With the daylight growing longer, I set out for this evenings run feeling fantastic. I know I’ve run throughout the day several times this month, but today seemed special. I’m not complaining, but it definitely wasn’t the temperature as it was only 5C on top of a cold north wind (I didn’t dress warmly enough). However, with the profusion of sunlight, colours jump out (and thankfully nothing else). Whatever the reason, I enjoyed it.

I’d stashed an empty handheld water bottle up near UVic on my recent long run and set out to retrieve it, via Mount Tolmie. The run up there cruised by effortlessly; it always amazes me when your feeling good during marathon training how 10’ block pass by in seconds.

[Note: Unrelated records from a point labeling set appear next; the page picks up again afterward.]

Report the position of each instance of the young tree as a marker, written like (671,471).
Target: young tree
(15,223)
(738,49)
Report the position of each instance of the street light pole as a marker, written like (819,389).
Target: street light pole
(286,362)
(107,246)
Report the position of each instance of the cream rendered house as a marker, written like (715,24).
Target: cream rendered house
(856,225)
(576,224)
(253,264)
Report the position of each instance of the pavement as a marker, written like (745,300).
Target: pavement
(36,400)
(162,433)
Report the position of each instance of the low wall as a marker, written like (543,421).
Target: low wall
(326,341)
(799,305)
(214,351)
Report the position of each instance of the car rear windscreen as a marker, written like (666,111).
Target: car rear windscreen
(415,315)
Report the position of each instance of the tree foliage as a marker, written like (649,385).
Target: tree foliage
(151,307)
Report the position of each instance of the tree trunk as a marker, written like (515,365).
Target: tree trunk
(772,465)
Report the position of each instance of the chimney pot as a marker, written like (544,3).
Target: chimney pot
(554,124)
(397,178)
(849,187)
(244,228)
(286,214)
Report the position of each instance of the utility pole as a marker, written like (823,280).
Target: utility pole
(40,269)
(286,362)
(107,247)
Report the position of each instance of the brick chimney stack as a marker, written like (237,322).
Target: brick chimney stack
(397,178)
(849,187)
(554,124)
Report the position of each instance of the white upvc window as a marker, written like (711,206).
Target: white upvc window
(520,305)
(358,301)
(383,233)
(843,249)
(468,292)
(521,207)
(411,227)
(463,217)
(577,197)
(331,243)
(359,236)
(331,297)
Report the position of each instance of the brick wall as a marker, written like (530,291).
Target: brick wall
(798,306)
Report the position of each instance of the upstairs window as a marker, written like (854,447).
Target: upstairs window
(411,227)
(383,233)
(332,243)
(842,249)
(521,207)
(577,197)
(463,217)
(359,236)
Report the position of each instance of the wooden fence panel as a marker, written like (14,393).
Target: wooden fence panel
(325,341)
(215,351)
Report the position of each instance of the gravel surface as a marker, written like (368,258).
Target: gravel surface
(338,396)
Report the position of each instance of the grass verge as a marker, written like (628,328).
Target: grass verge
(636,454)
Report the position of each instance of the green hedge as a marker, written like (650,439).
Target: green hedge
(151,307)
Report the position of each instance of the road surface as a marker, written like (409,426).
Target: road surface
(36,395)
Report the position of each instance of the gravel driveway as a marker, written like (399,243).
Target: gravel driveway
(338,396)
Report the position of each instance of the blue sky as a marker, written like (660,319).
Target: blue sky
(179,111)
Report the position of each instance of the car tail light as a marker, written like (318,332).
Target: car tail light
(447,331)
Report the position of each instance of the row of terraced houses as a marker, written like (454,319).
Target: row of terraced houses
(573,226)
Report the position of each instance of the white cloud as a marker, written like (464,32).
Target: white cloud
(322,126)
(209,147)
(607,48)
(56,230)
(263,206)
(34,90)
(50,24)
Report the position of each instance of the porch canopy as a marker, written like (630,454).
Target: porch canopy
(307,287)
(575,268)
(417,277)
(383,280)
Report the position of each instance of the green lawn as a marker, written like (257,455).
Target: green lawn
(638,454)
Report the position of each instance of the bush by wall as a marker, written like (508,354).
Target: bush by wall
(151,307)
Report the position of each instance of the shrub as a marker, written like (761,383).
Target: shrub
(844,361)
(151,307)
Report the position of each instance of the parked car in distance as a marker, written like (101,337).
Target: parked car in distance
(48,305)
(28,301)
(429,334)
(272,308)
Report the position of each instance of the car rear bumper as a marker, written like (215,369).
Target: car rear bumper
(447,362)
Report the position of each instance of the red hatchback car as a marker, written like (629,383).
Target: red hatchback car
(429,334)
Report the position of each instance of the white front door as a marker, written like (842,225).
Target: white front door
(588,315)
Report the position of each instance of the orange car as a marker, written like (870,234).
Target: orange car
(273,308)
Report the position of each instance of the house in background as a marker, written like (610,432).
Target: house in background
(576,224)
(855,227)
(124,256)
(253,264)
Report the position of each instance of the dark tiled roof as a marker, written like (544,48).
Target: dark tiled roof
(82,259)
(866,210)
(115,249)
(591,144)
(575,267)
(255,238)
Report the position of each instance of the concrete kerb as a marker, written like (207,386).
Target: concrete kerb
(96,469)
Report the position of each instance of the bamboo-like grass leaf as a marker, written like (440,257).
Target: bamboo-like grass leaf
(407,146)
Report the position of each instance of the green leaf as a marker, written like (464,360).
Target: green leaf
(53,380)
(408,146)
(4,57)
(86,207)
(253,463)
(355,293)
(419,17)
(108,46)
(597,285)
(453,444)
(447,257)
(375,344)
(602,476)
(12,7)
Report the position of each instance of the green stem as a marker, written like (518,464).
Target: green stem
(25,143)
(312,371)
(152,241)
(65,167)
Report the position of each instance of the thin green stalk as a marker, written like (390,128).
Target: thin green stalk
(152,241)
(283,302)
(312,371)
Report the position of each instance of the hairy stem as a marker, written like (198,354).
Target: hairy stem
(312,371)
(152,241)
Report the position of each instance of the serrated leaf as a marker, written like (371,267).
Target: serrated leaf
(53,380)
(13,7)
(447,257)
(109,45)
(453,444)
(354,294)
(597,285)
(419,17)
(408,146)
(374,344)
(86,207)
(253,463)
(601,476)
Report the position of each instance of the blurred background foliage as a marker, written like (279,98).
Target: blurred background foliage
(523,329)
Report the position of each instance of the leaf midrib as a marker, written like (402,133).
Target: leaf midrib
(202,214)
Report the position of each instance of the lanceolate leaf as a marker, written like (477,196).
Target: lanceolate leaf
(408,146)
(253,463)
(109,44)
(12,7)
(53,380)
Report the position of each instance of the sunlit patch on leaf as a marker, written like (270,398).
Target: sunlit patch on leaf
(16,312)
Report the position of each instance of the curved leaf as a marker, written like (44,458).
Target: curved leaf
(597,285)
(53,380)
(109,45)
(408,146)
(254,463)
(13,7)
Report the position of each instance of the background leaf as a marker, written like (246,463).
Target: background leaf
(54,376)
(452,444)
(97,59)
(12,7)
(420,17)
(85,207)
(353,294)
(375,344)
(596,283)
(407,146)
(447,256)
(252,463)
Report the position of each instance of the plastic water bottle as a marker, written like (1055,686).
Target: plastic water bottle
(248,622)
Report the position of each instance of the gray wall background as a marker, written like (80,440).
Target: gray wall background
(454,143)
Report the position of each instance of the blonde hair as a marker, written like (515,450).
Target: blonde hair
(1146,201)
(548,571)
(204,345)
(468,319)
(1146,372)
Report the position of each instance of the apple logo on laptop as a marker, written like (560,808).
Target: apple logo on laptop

With bottle in hand, I turned back, looping through the Uplands. My legs had felt fine up until this point, which I was pleased with. I imagined myself a weather-warn freight train, but one still with a lot of momentum. After about 55’ though my left hamstring cramped, nothing that caused me to stop, but I eased back for a 100m and reflected on the similar experience I’d received during the CIM. Perhaps I hadn’t replenished my electrolytes since Sunday’s jaunt? I’m considering this a blessing, and a useful reminder to rehydrate. Now if I can only remember what Jim recommended.

A few days back I came across an interesting Running Times
article written by Jonathan Beverly. Have you ever wondered how many miles you need to run in order to race a marathon (pace dependent)? Long runs; how far and what pace? How much speedwork? Jonathan draws from Mark Conover, Jack Daniels, Mark Winitz, and yes Galloway, as he attempts to collate a response.

Apparently I’m running too much.

Training: 1:14:07, AHR 136, MAX 158 (one down, eight to go)

4 comments:

Chris said...

Clearly Jonathon Beverly did not draw on Arthur Lydiard, who said you can really never run too much mileage.

Thomas said...

Apparently I should be running sub-2:30 marathons on my recent mileage. Yeah, right.

Mike said...

It's good to feel good. Sounds stupid but it's true. I take it as a sign that you're recovering from the workload, which I think makes progress possible.

Nice run. I'm guessing you're right about the cause of the cramp. I've never had those (knock on wood), but someone gave me an electrolyte supplement to try that is supposed to help with that (E-Lyte or something like that).

Love2Run said...

Yeah, right, if it was just mileage we'd all be running sub 3's. Lydiard is the man to look up to in my books too.